Multiprotocol application - MPSL ASSERT: 106, 684 and MPSL ASSERT: 112, 2094

Hello,

Version - nrf Connect SDK v2.7.0

The background to the system I am developing is described here

Multiprotocol Service Layer (MPSL) - BLE coexistence with proprietary communication stack
and here

 Non-volatile storage with BLE and custom wireless stack using MPSL 

In short, I have an application containing a BLE Peripheral, NVS and our custom 6TiSCH wireless stack.

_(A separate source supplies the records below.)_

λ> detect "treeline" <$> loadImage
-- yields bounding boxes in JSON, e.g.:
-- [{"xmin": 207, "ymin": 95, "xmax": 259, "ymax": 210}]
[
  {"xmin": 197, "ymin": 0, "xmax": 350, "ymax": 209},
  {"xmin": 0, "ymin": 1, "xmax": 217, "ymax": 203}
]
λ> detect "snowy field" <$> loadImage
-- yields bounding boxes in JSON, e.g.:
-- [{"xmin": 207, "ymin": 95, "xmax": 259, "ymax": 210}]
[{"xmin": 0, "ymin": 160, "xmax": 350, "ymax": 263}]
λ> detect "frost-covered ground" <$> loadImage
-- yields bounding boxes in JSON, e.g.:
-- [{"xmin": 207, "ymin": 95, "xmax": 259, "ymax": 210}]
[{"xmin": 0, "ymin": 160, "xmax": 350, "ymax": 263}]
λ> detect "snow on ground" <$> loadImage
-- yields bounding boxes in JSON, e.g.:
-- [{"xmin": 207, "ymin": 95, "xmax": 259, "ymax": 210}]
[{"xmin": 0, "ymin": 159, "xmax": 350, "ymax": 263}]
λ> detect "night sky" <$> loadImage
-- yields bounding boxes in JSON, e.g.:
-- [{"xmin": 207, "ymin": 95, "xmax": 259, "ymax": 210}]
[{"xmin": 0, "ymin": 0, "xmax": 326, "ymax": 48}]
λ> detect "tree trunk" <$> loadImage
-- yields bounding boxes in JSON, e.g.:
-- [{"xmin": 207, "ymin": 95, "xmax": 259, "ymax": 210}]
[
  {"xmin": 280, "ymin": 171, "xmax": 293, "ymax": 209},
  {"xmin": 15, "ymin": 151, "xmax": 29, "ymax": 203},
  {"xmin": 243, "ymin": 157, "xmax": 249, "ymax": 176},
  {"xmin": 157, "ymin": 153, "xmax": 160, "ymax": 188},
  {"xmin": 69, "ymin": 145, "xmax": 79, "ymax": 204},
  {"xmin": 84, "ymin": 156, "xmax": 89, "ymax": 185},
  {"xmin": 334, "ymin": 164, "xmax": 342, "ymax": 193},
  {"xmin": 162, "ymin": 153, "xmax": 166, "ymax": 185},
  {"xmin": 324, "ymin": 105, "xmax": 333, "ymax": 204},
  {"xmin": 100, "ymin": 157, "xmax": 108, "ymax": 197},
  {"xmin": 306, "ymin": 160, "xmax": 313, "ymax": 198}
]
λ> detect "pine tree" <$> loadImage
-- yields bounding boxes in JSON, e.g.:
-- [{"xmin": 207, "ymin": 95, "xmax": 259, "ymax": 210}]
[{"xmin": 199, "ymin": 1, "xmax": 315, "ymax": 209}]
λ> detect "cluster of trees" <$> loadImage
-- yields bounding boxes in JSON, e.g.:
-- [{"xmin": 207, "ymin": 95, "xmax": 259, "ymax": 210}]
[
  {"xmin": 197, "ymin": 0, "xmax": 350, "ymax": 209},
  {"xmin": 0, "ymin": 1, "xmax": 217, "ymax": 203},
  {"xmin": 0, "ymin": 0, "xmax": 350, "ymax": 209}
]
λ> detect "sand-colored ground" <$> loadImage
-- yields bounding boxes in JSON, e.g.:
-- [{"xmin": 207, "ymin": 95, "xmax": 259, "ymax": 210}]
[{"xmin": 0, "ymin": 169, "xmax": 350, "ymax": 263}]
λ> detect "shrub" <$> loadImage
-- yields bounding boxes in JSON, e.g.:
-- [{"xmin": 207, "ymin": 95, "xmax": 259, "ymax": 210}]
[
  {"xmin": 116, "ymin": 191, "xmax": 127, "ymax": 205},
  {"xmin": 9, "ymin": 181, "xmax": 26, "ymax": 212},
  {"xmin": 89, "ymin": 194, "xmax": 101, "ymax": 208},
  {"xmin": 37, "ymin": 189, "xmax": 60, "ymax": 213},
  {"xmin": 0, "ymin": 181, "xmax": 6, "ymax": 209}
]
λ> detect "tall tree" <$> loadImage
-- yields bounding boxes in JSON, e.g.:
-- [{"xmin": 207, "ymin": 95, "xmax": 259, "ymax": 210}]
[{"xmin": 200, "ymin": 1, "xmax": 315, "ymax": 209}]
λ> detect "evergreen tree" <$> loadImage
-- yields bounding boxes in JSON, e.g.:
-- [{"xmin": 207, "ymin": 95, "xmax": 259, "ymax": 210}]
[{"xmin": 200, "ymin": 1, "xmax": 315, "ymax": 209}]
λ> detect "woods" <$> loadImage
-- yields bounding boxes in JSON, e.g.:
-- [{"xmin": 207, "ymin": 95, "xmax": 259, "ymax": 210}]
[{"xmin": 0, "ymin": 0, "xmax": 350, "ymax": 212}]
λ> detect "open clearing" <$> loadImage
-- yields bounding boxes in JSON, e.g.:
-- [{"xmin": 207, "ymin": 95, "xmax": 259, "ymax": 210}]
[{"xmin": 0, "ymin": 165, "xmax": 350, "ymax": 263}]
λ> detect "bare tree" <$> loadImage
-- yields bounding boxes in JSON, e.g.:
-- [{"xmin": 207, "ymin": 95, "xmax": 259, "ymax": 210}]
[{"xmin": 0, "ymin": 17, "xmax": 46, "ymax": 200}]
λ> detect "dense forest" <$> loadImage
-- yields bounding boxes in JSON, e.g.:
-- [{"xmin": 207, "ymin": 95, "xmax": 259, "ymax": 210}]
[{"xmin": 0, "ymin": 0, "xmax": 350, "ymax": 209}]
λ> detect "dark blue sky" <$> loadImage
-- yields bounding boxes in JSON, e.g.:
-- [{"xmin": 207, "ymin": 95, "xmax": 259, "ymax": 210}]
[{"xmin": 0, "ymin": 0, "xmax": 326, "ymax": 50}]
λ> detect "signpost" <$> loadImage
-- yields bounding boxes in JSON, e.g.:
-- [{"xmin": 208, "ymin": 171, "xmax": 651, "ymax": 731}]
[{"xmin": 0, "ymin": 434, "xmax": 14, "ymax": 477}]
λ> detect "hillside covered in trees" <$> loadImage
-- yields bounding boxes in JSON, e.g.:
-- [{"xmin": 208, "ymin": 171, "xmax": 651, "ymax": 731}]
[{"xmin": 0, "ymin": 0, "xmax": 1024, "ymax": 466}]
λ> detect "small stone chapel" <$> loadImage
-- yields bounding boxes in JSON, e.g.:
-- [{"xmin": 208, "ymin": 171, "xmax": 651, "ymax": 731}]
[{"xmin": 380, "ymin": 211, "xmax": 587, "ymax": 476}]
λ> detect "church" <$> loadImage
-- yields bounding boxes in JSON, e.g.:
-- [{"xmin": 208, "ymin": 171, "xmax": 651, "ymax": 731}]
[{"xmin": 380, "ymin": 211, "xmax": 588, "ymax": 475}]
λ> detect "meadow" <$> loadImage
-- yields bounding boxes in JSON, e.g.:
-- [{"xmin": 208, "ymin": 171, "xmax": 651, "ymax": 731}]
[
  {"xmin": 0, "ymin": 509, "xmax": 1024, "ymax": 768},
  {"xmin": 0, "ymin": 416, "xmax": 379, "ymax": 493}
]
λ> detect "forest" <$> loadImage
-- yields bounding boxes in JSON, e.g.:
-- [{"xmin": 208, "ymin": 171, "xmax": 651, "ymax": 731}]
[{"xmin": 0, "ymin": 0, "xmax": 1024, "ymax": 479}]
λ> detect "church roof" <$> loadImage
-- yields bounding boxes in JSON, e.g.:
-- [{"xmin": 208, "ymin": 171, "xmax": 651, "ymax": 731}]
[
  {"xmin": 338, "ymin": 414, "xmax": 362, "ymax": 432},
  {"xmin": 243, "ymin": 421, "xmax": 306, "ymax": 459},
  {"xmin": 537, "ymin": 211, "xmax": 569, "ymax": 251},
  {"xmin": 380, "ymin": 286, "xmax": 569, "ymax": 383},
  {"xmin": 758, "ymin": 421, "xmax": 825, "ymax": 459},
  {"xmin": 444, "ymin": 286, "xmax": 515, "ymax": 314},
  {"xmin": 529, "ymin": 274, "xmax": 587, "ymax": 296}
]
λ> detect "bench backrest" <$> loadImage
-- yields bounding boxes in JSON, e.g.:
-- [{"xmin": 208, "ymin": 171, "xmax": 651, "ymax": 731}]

All three components are working simultaneously with access to hardware managed by the MPSL. Application works fine in our test environment, except for the occasional critical error that I want to discuss with you.

The first two are MPSL ASSERTS I have no clue how to interpret.:

(1) Assert from MPSL, stack pointer on idle thread, Link Register points to assert function, Program Counter in C:/ncs/v2.7.0/zephyr/lib/os/printk.c:209

ASSERTION FAIL [0] @ WEST_TOPDIR/nrf/subsys/mpsl/init/mpsl_init.c:301
MPSL ASSERT: 112, 2094

[18:15:50.145,141] <err> os: ***** HARD FAULT *****
[18:15:50.145,172] <err> os: Fault escalation (see below)
[18:15:50.145,172] <err> os: ARCH_EXCEPT with reason 4
.....
[14:24:44.787,170] <err> os: xpsr: 0x01000018

(2) Assert from MPSL, the stack pointer in the thread that manages the NVM storage of the firmware image, Link Register points to assert function, Program Counter in C:/ncs/v2.7.0/zephyr/lib/os/printk.c:209

ASSERTION FAIL [0] @ WEST_TOPDIR/nrf/subsys/mpsl/init/mpsl_init.c:301
MPSL ASSERT: 106, 684

[14:24:44.787,017] <err> os: ***** HARD FAULT *****
[14:24:44.787,048] <err> os: Fault escalation (see below)
[14:24:44.787,048] <err> os: ARCH_EXCEPT with reason 4
....
[14:24:44.787,170] <err> os: xpsr: 0x01000000

The third is connected with our software directly. It can be caught in the same place and under the same circumstances.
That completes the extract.